The four listening tests (Test 1, Test 2, Test 3 and Test 4) were designed to assess the performance of the Low Complexity Profile of MPEG-H 3D Audio for four important and distinct use cases in which content is broadcast to the user. A focus on broadcast delivery was chosen since the tools in the Low Complexity Profile are well matched to the broadcast scenario, although also many other applications are possible such as OTT delivery.
Test 1 assesses performance for the “Ultra HD Broadcast” use case, in which it is expected that video is Ultra HD and audio is highly immersive. Considering that such video content requires considerable bit rate, it is appropriate to allocate a proportional bit rate to audio. This test used 22.2 and 11.1 (as 7.1+4H) presentation formats, with material coded at a rate of 768 kb/s.
Test 2 assesses performance for the “HD Broadcast" or "A/V Streaming” use case, in which video has HD resolution and audio is immersive: 11.1 channel (as 7.1+4H) or 7.1 (as 5.1+2H) presentation formats. To assess codec performance for interactive content, the test contained items with multiple language tracks, that were all transmitted and the choice of the rendered language track was switched at predefined times by an automation at the decoder. For streaming and even for broadcast, there is increasing demand to deliver high-quality content at lower bitrates. In order to get a sense of the rate-distortion performance of 3D Audio, this test coded audio at three intermediate bit rates: 512 kb/s, 384 kb/s and 256 kb/s.

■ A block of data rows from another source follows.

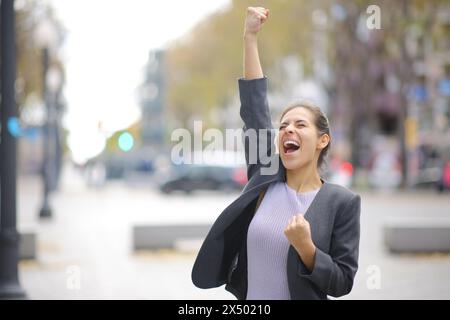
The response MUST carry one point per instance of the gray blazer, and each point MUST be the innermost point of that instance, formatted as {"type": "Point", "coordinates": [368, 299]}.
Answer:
{"type": "Point", "coordinates": [333, 215]}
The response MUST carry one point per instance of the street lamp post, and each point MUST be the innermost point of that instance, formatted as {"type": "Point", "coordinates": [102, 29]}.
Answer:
{"type": "Point", "coordinates": [9, 237]}
{"type": "Point", "coordinates": [46, 38]}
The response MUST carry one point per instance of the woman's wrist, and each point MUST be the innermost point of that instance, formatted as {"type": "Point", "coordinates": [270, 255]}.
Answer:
{"type": "Point", "coordinates": [249, 36]}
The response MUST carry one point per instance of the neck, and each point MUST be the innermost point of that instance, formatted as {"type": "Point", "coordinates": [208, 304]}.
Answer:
{"type": "Point", "coordinates": [304, 179]}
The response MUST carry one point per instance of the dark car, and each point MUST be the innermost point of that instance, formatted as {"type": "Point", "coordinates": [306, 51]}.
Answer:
{"type": "Point", "coordinates": [188, 178]}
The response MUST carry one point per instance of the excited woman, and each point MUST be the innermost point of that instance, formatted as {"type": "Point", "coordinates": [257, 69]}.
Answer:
{"type": "Point", "coordinates": [289, 235]}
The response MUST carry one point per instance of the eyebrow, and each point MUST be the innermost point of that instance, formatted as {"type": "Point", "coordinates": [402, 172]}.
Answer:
{"type": "Point", "coordinates": [296, 121]}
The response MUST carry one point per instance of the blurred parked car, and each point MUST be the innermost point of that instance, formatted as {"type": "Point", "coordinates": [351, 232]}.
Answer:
{"type": "Point", "coordinates": [444, 182]}
{"type": "Point", "coordinates": [385, 171]}
{"type": "Point", "coordinates": [188, 178]}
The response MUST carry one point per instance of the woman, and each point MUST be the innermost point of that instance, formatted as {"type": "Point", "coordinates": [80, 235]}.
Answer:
{"type": "Point", "coordinates": [289, 235]}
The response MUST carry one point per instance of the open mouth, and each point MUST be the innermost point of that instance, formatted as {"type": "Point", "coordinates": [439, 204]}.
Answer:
{"type": "Point", "coordinates": [290, 146]}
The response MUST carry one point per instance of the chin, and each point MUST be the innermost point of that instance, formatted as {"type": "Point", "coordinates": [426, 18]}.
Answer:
{"type": "Point", "coordinates": [291, 164]}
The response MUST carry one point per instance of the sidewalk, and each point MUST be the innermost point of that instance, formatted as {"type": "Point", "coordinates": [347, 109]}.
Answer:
{"type": "Point", "coordinates": [89, 239]}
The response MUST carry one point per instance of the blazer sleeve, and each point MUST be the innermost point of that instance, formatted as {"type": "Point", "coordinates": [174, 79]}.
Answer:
{"type": "Point", "coordinates": [258, 130]}
{"type": "Point", "coordinates": [333, 273]}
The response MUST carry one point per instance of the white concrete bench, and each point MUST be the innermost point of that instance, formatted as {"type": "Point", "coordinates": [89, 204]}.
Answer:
{"type": "Point", "coordinates": [417, 235]}
{"type": "Point", "coordinates": [150, 237]}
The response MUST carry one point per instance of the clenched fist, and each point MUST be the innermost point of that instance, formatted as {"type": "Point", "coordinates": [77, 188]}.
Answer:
{"type": "Point", "coordinates": [298, 232]}
{"type": "Point", "coordinates": [256, 16]}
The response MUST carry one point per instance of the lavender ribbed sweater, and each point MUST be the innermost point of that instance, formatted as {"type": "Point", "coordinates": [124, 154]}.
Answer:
{"type": "Point", "coordinates": [267, 246]}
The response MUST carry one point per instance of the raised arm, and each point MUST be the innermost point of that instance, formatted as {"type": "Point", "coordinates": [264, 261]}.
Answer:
{"type": "Point", "coordinates": [258, 135]}
{"type": "Point", "coordinates": [253, 23]}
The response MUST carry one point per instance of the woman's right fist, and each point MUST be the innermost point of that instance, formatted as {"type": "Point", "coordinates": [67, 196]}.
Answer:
{"type": "Point", "coordinates": [256, 16]}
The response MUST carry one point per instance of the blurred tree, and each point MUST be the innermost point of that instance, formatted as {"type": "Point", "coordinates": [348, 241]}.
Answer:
{"type": "Point", "coordinates": [203, 66]}
{"type": "Point", "coordinates": [29, 13]}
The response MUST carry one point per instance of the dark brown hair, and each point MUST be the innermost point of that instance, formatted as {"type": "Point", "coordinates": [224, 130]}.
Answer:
{"type": "Point", "coordinates": [320, 121]}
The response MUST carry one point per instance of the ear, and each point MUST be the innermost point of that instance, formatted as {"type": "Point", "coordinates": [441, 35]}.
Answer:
{"type": "Point", "coordinates": [324, 140]}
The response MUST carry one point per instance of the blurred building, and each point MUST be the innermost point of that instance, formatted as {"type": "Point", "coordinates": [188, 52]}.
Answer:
{"type": "Point", "coordinates": [427, 124]}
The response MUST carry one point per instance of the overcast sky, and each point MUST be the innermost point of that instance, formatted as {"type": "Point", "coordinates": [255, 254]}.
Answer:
{"type": "Point", "coordinates": [106, 48]}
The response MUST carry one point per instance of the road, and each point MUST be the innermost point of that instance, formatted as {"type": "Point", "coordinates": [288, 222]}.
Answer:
{"type": "Point", "coordinates": [85, 251]}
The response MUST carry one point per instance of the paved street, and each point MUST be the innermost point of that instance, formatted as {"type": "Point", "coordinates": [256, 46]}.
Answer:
{"type": "Point", "coordinates": [85, 251]}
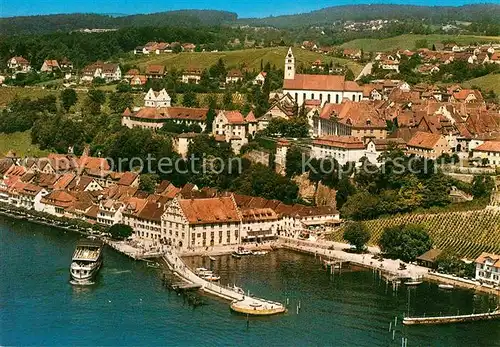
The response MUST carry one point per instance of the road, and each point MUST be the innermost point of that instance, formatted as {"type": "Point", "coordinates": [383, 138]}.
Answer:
{"type": "Point", "coordinates": [366, 71]}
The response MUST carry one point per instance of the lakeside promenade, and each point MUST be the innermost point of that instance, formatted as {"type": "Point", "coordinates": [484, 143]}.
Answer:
{"type": "Point", "coordinates": [322, 248]}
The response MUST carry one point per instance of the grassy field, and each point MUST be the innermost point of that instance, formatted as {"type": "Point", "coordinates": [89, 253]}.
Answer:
{"type": "Point", "coordinates": [7, 94]}
{"type": "Point", "coordinates": [19, 143]}
{"type": "Point", "coordinates": [250, 57]}
{"type": "Point", "coordinates": [465, 233]}
{"type": "Point", "coordinates": [488, 82]}
{"type": "Point", "coordinates": [408, 41]}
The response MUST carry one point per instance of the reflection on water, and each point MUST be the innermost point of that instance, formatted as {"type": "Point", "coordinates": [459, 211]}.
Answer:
{"type": "Point", "coordinates": [128, 305]}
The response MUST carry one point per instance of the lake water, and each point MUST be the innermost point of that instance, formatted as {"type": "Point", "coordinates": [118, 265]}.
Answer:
{"type": "Point", "coordinates": [128, 305]}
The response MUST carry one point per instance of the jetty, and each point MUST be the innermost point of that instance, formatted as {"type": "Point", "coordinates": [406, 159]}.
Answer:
{"type": "Point", "coordinates": [240, 303]}
{"type": "Point", "coordinates": [451, 319]}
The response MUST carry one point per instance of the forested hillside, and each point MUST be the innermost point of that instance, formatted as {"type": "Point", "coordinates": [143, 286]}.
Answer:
{"type": "Point", "coordinates": [485, 13]}
{"type": "Point", "coordinates": [434, 14]}
{"type": "Point", "coordinates": [70, 22]}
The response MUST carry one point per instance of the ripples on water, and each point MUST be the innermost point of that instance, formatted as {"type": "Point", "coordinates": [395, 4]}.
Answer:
{"type": "Point", "coordinates": [129, 306]}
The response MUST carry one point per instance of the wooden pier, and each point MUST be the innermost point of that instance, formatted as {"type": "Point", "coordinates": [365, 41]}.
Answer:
{"type": "Point", "coordinates": [451, 319]}
{"type": "Point", "coordinates": [240, 302]}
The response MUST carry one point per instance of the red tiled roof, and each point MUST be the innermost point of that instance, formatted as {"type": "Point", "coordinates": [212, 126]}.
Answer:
{"type": "Point", "coordinates": [495, 258]}
{"type": "Point", "coordinates": [258, 214]}
{"type": "Point", "coordinates": [198, 114]}
{"type": "Point", "coordinates": [155, 70]}
{"type": "Point", "coordinates": [127, 178]}
{"type": "Point", "coordinates": [250, 118]}
{"type": "Point", "coordinates": [211, 210]}
{"type": "Point", "coordinates": [348, 142]}
{"type": "Point", "coordinates": [424, 140]}
{"type": "Point", "coordinates": [234, 117]}
{"type": "Point", "coordinates": [315, 82]}
{"type": "Point", "coordinates": [464, 93]}
{"type": "Point", "coordinates": [488, 146]}
{"type": "Point", "coordinates": [234, 73]}
{"type": "Point", "coordinates": [20, 60]}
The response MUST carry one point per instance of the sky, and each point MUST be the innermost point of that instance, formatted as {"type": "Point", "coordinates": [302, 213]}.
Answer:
{"type": "Point", "coordinates": [244, 8]}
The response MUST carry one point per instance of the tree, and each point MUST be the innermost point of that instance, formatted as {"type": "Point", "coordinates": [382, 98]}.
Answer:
{"type": "Point", "coordinates": [227, 100]}
{"type": "Point", "coordinates": [211, 114]}
{"type": "Point", "coordinates": [120, 231]}
{"type": "Point", "coordinates": [119, 102]}
{"type": "Point", "coordinates": [405, 242]}
{"type": "Point", "coordinates": [482, 186]}
{"type": "Point", "coordinates": [349, 75]}
{"type": "Point", "coordinates": [148, 183]}
{"type": "Point", "coordinates": [95, 99]}
{"type": "Point", "coordinates": [68, 98]}
{"type": "Point", "coordinates": [177, 48]}
{"type": "Point", "coordinates": [357, 235]}
{"type": "Point", "coordinates": [189, 99]}
{"type": "Point", "coordinates": [421, 44]}
{"type": "Point", "coordinates": [293, 161]}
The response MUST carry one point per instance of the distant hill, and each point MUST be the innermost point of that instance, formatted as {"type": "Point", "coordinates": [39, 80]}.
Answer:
{"type": "Point", "coordinates": [196, 18]}
{"type": "Point", "coordinates": [69, 22]}
{"type": "Point", "coordinates": [436, 14]}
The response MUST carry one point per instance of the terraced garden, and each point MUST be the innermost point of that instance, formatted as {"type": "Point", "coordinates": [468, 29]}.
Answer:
{"type": "Point", "coordinates": [467, 234]}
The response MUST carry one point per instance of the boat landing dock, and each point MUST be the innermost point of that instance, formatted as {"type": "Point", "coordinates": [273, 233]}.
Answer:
{"type": "Point", "coordinates": [239, 302]}
{"type": "Point", "coordinates": [451, 319]}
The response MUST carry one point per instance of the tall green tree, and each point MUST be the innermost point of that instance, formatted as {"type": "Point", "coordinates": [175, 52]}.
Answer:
{"type": "Point", "coordinates": [147, 182]}
{"type": "Point", "coordinates": [68, 98]}
{"type": "Point", "coordinates": [120, 231]}
{"type": "Point", "coordinates": [357, 234]}
{"type": "Point", "coordinates": [405, 242]}
{"type": "Point", "coordinates": [189, 99]}
{"type": "Point", "coordinates": [119, 102]}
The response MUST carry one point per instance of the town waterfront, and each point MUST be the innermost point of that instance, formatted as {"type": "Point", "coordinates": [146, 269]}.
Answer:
{"type": "Point", "coordinates": [129, 306]}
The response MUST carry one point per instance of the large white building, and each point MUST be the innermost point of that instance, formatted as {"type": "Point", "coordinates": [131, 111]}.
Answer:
{"type": "Point", "coordinates": [325, 88]}
{"type": "Point", "coordinates": [488, 268]}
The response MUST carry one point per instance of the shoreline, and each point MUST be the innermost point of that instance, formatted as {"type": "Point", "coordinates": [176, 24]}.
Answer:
{"type": "Point", "coordinates": [301, 246]}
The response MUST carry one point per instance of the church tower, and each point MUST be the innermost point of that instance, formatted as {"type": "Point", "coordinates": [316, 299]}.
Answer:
{"type": "Point", "coordinates": [289, 65]}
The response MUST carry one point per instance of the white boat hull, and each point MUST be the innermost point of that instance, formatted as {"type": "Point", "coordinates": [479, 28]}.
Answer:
{"type": "Point", "coordinates": [84, 274]}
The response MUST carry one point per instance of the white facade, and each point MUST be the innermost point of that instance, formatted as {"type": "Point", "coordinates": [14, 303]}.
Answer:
{"type": "Point", "coordinates": [160, 99]}
{"type": "Point", "coordinates": [488, 269]}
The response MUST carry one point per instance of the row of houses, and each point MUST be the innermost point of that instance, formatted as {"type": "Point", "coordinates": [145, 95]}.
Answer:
{"type": "Point", "coordinates": [188, 76]}
{"type": "Point", "coordinates": [186, 217]}
{"type": "Point", "coordinates": [154, 47]}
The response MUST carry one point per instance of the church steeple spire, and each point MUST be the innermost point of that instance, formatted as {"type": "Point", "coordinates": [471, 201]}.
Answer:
{"type": "Point", "coordinates": [289, 65]}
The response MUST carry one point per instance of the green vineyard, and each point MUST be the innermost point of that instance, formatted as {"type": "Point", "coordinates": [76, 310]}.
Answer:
{"type": "Point", "coordinates": [467, 234]}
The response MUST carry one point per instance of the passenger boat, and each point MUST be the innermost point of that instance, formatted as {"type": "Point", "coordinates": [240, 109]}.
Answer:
{"type": "Point", "coordinates": [210, 277]}
{"type": "Point", "coordinates": [413, 282]}
{"type": "Point", "coordinates": [152, 264]}
{"type": "Point", "coordinates": [237, 289]}
{"type": "Point", "coordinates": [86, 262]}
{"type": "Point", "coordinates": [241, 251]}
{"type": "Point", "coordinates": [200, 271]}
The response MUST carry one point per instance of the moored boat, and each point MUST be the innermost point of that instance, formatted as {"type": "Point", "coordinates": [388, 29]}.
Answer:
{"type": "Point", "coordinates": [241, 251]}
{"type": "Point", "coordinates": [211, 277]}
{"type": "Point", "coordinates": [86, 261]}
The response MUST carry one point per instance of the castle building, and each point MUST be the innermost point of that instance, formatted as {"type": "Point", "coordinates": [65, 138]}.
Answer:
{"type": "Point", "coordinates": [325, 88]}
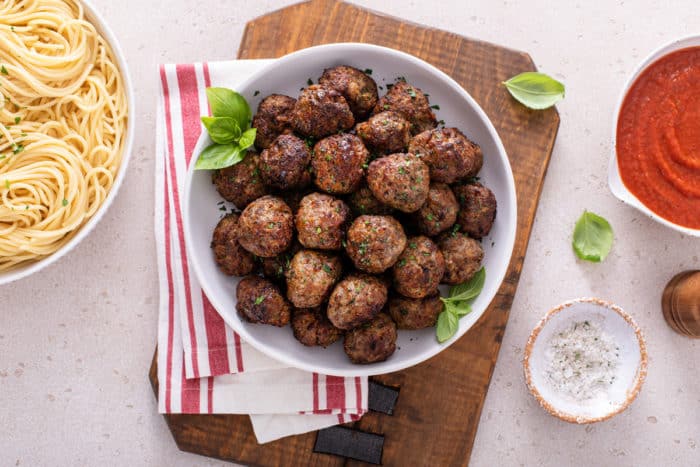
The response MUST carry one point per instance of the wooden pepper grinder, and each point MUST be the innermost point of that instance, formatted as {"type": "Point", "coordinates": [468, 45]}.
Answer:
{"type": "Point", "coordinates": [681, 303]}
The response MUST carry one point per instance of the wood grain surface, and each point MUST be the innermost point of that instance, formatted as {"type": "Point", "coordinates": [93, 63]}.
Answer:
{"type": "Point", "coordinates": [440, 401]}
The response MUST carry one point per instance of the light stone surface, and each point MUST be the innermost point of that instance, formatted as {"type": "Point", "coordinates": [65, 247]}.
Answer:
{"type": "Point", "coordinates": [76, 339]}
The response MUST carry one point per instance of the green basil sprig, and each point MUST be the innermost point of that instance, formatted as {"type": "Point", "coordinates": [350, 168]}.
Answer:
{"type": "Point", "coordinates": [593, 237]}
{"type": "Point", "coordinates": [535, 90]}
{"type": "Point", "coordinates": [229, 129]}
{"type": "Point", "coordinates": [458, 304]}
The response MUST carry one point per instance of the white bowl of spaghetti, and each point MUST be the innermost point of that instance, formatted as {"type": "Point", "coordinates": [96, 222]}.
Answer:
{"type": "Point", "coordinates": [65, 131]}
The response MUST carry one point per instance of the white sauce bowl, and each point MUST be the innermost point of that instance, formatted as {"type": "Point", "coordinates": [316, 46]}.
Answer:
{"type": "Point", "coordinates": [629, 374]}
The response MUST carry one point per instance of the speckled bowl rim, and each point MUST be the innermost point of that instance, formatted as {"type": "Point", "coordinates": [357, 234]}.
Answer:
{"type": "Point", "coordinates": [631, 393]}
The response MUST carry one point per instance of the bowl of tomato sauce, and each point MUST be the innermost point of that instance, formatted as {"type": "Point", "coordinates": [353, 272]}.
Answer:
{"type": "Point", "coordinates": [655, 165]}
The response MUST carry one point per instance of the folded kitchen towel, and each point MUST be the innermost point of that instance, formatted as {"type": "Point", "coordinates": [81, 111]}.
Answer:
{"type": "Point", "coordinates": [203, 365]}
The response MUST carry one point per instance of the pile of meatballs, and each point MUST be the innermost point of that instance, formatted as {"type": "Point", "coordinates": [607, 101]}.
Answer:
{"type": "Point", "coordinates": [354, 209]}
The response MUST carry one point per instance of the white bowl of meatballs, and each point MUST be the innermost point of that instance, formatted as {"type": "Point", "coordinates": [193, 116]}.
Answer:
{"type": "Point", "coordinates": [376, 182]}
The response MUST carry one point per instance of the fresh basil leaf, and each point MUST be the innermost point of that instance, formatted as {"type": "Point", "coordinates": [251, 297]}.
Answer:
{"type": "Point", "coordinates": [593, 237]}
{"type": "Point", "coordinates": [469, 289]}
{"type": "Point", "coordinates": [219, 156]}
{"type": "Point", "coordinates": [535, 90]}
{"type": "Point", "coordinates": [222, 130]}
{"type": "Point", "coordinates": [227, 103]}
{"type": "Point", "coordinates": [447, 325]}
{"type": "Point", "coordinates": [247, 138]}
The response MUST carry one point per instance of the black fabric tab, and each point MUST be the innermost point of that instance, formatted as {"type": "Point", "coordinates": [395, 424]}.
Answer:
{"type": "Point", "coordinates": [354, 444]}
{"type": "Point", "coordinates": [382, 398]}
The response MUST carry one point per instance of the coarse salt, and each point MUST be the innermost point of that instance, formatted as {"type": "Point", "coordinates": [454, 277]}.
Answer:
{"type": "Point", "coordinates": [581, 361]}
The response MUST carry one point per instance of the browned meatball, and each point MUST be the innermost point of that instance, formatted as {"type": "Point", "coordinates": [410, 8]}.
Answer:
{"type": "Point", "coordinates": [363, 201]}
{"type": "Point", "coordinates": [275, 268]}
{"type": "Point", "coordinates": [375, 243]}
{"type": "Point", "coordinates": [321, 111]}
{"type": "Point", "coordinates": [320, 221]}
{"type": "Point", "coordinates": [311, 327]}
{"type": "Point", "coordinates": [311, 276]}
{"type": "Point", "coordinates": [400, 180]}
{"type": "Point", "coordinates": [448, 153]}
{"type": "Point", "coordinates": [478, 209]}
{"type": "Point", "coordinates": [374, 342]}
{"type": "Point", "coordinates": [410, 102]}
{"type": "Point", "coordinates": [229, 255]}
{"type": "Point", "coordinates": [385, 132]}
{"type": "Point", "coordinates": [358, 88]}
{"type": "Point", "coordinates": [338, 163]}
{"type": "Point", "coordinates": [260, 301]}
{"type": "Point", "coordinates": [439, 212]}
{"type": "Point", "coordinates": [284, 165]}
{"type": "Point", "coordinates": [419, 269]}
{"type": "Point", "coordinates": [272, 119]}
{"type": "Point", "coordinates": [462, 255]}
{"type": "Point", "coordinates": [241, 183]}
{"type": "Point", "coordinates": [412, 313]}
{"type": "Point", "coordinates": [355, 300]}
{"type": "Point", "coordinates": [266, 227]}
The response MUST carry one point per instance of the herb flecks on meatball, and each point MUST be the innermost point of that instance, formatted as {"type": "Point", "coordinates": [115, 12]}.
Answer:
{"type": "Point", "coordinates": [321, 111]}
{"type": "Point", "coordinates": [372, 342]}
{"type": "Point", "coordinates": [412, 313]}
{"type": "Point", "coordinates": [401, 181]}
{"type": "Point", "coordinates": [419, 269]}
{"type": "Point", "coordinates": [312, 328]}
{"type": "Point", "coordinates": [478, 209]}
{"type": "Point", "coordinates": [339, 163]}
{"type": "Point", "coordinates": [272, 119]}
{"type": "Point", "coordinates": [356, 300]}
{"type": "Point", "coordinates": [357, 87]}
{"type": "Point", "coordinates": [363, 201]}
{"type": "Point", "coordinates": [229, 255]}
{"type": "Point", "coordinates": [410, 102]}
{"type": "Point", "coordinates": [450, 155]}
{"type": "Point", "coordinates": [241, 183]}
{"type": "Point", "coordinates": [260, 301]}
{"type": "Point", "coordinates": [385, 132]}
{"type": "Point", "coordinates": [266, 227]}
{"type": "Point", "coordinates": [311, 276]}
{"type": "Point", "coordinates": [463, 256]}
{"type": "Point", "coordinates": [439, 212]}
{"type": "Point", "coordinates": [321, 221]}
{"type": "Point", "coordinates": [374, 243]}
{"type": "Point", "coordinates": [284, 165]}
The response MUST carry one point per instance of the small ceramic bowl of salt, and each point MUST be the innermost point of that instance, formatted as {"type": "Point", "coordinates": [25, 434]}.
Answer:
{"type": "Point", "coordinates": [585, 361]}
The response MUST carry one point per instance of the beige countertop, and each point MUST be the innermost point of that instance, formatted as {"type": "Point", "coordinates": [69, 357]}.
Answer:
{"type": "Point", "coordinates": [76, 339]}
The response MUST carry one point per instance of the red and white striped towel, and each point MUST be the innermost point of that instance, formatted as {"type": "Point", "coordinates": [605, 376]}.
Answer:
{"type": "Point", "coordinates": [203, 366]}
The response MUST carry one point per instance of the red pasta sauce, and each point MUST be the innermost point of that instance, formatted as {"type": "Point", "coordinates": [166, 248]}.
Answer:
{"type": "Point", "coordinates": [658, 137]}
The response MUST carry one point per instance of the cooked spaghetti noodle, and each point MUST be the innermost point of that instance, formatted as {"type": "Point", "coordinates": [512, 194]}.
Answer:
{"type": "Point", "coordinates": [63, 116]}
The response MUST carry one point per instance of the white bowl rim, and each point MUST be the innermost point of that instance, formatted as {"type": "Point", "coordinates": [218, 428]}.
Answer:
{"type": "Point", "coordinates": [103, 28]}
{"type": "Point", "coordinates": [632, 393]}
{"type": "Point", "coordinates": [615, 183]}
{"type": "Point", "coordinates": [386, 366]}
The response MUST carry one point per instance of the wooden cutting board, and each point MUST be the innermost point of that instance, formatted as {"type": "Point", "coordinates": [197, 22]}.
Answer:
{"type": "Point", "coordinates": [439, 405]}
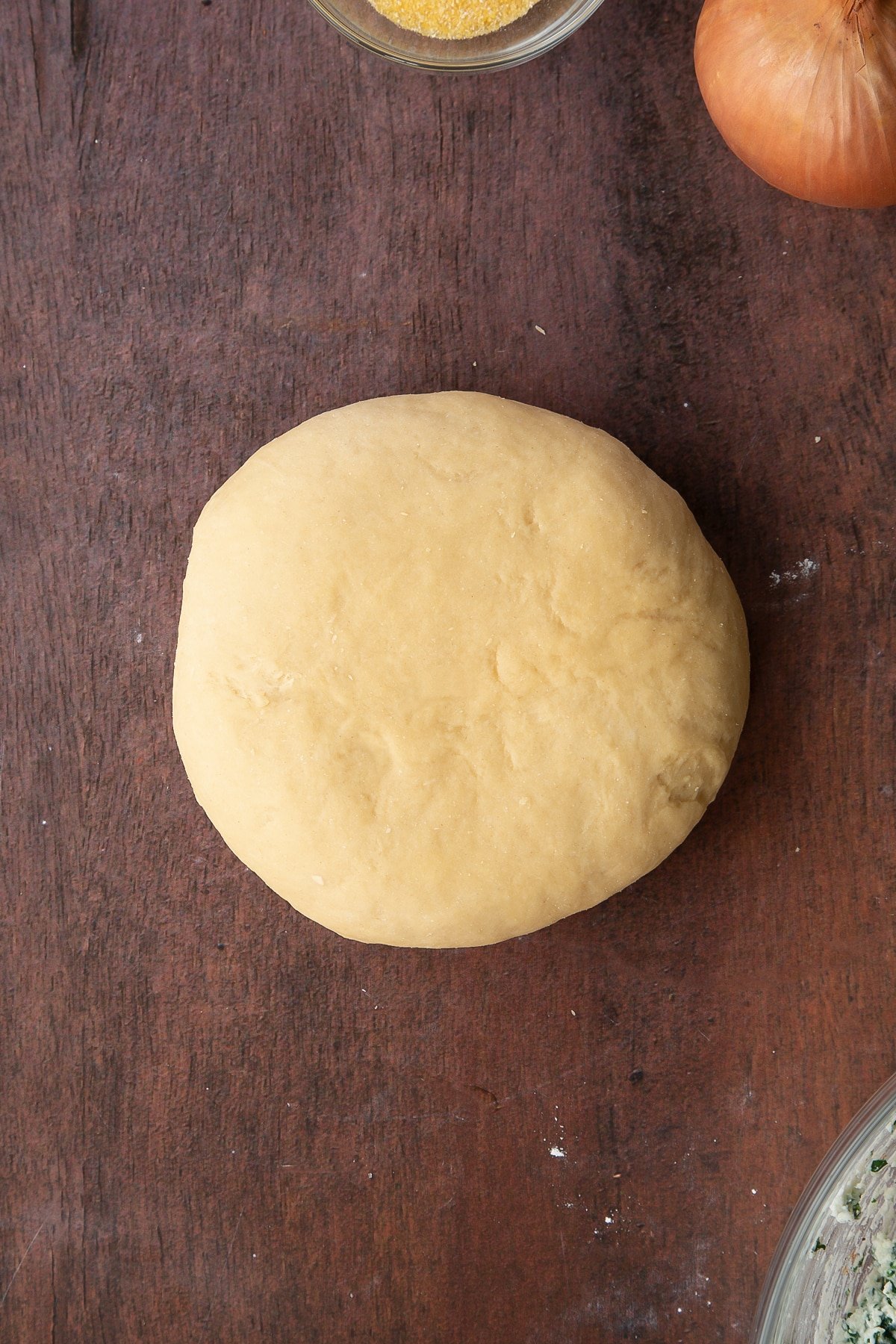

Test 3 assesses performance for the “High Efficiency Broadcast” use case, in which content is broadcast or streamed at very low bit rates. In order to get a sense of the rate-distortion performance of 3D Audio and to address a broader range of immersive to traditional content presentation formats, this test coded audio at three intermediate bit rates, from 256 kb/s for 5.1+2H presentation format to 48 kb/s for 2.0 presentation format.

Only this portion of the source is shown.